Mucha gente le tiene tirria a Punset: es lo que suele ocurrir cuando haces de tu persona un personaje (lección que parece haber aprendido su hija), y que se nota en todo lo que hace, desde su peinado, a su forma de hablar con una gran cantidad de amaneramientos y gesticulaciones. Sin embargo, si dejamos atrás las capas de maquillaje, hay un gran comunicador y, en el caso español, al único divulgador televisivo que tenemos. Y, otra cosa, es economista: ergo se demuestra que los de esta profesión servimos lo mismo para un roto que para un descosido ;-)

A lo que iba, entre mis costumbres semanales está la de cambiar las sábanas los domingos viendo uno de sus programas a través de internet. Hoy he visto uno que no me despertaba especial interés, pero que ha terminado siendo uno de los más interesantes de la presente temporada. En otras entradas ya he comentado algo sobre la burbuja de pesimismo que nos atenaza en España. Sin embargo, hasta ahora no he encontrado el sustrato científico que justifique mis afirmaciones, y no es otro que el comentado efecto nocebo. Este efecto es el contrario al conocido efecto placebo, que crea efectos reales y positivos en los enfermos tratados con él. Parece que la clave de asunto está en las expectativas (¿no suena bastante económico ya?) Cuando se generan expectativas positivas, nuestro organismo entra en modo euforia y genera endorfinas que contribuyen a la curación.

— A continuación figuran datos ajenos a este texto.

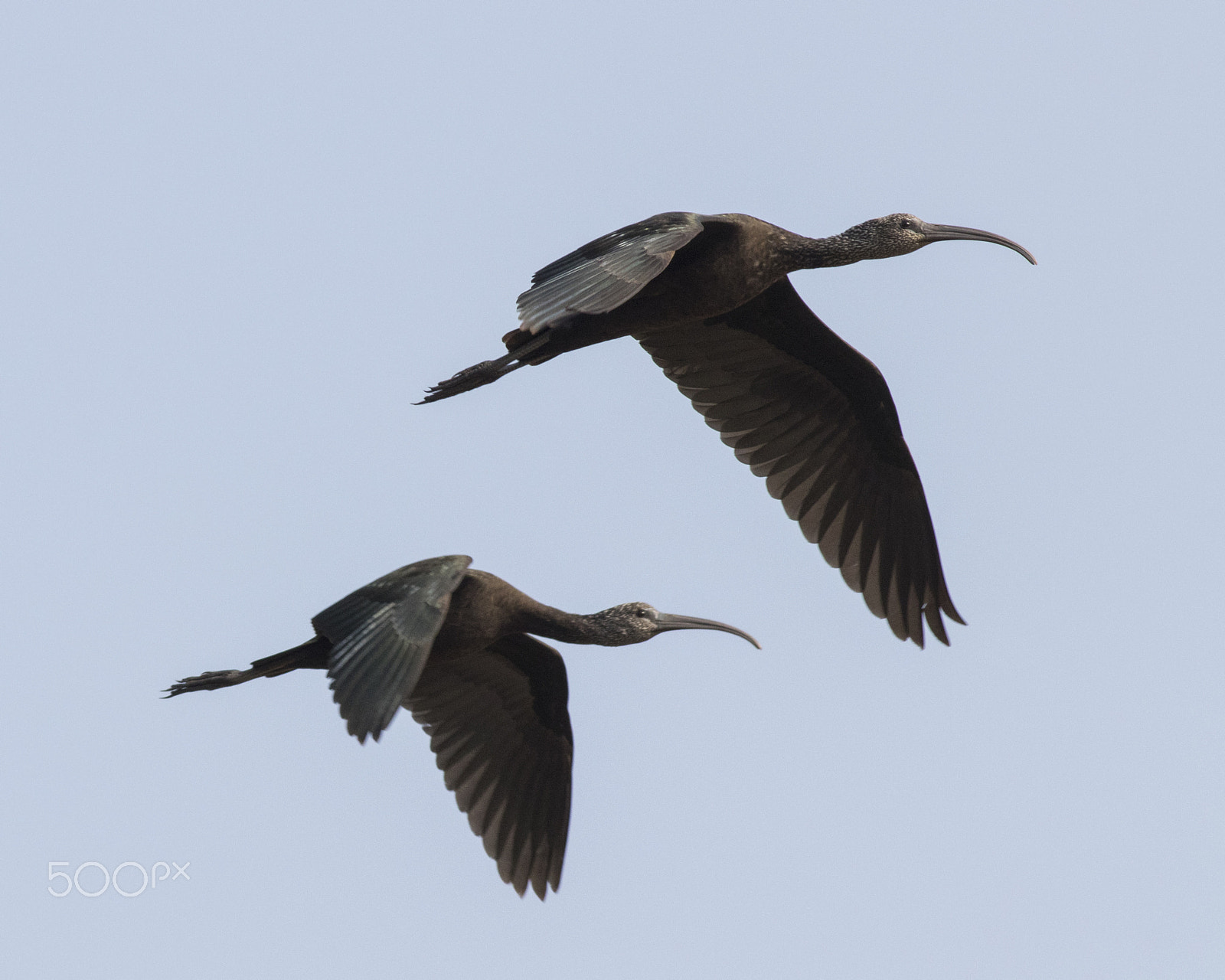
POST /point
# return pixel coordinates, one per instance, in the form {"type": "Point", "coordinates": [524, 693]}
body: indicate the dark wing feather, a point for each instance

Sin embargo, también es posible que suceda lo contrario, que nuestras expectativas sean negativas y que cualquier acción o materia activa que tomemos no nos surta efecto. Así es como funciona la depresión, genera un bucle de pesimismo que impide que los afectados puedan encontrar el camino de salida, simplemente porque creen que no lo van a encontrar. El resultado económico de un país depende en gran medida de la suma de las decisiones de todos los agentes que intervienen en ella. Pero si la mayor parte de los agentes creen que el resultado esperado es negativo, tomaran decisiones en función de esas expectativas y tendremos un nuevo caso de profecía autocumplida.

Es verdad que la economía española está hoy hecha unos zorros: aumento incontrolado de la morosidad, dificultades de financiación, desarme del Estado de Bienestar, aumento del desempleo, etc. Hay pocas noticias que permitan comenzar a ser optimistas. Pero si todos los agentes vemos el futuro peor, no haremos nada en pos de la mejora de la situación. No se trata tampoco de engañarnos a nosotros mismos. Tampoco es cuestión de practicar el buenismo de Fofito y Campofrío. Hay algunas razones para el optimismo. Desde el punto de vista de los inversores, España se ha devaluado de forma importante en los últimos tiempos, un abaratamiento de nuestra mano de obra que puede atraer nuevas inversiones industriales. Incluso, en el ámbito inmobiliario puede haber alguna esperanza. Los precios han caído y mucha de la inversión ya está en niveles de liquidación, con la pérdida contabilizada. Es decir, que pueden resultar interesantes para los compradores europeos de segunda residencia (que ya está construida y amortizada). Incluso, en nuestro entorno cercano, el creciente empeoramiento de la situación en Alemania tal vez obligue a nuestra querida Ángela Merkel a tomar decisiones de expansión fiscal, mejorando nuestras posibilidades de exportación.

El futuro no es como lo imaginábamos en 2007, pero puede llegar a ser mejor. Es cuestión de que nos desembaracemos de la parálisis en la que nos tiene inmersos el efecto nocebo y que activemos los recursos que aún tenemos. No se trata sólo de fe. Se trata de realidades y de que comencemos a mirar lo que de positivo hay a nuestro alrededor. Sólo así comenzaremos a pinchar la burbuja de pesimismo que impide a nuestra economía volver a la senda del crecimiento.



PD: Cuando sea mayor estudiaré psicología... la verdadera microeconomía

Comentarios

  1. Muy interesante David.
    Qué difícil es salir de las espirales! Espero que nos sacudamos cuanto antes el Efecto Nocebo para comenzar a recuperar.

    Por tus siempre interesantes artículos, te has ganado el Link en mi Blog.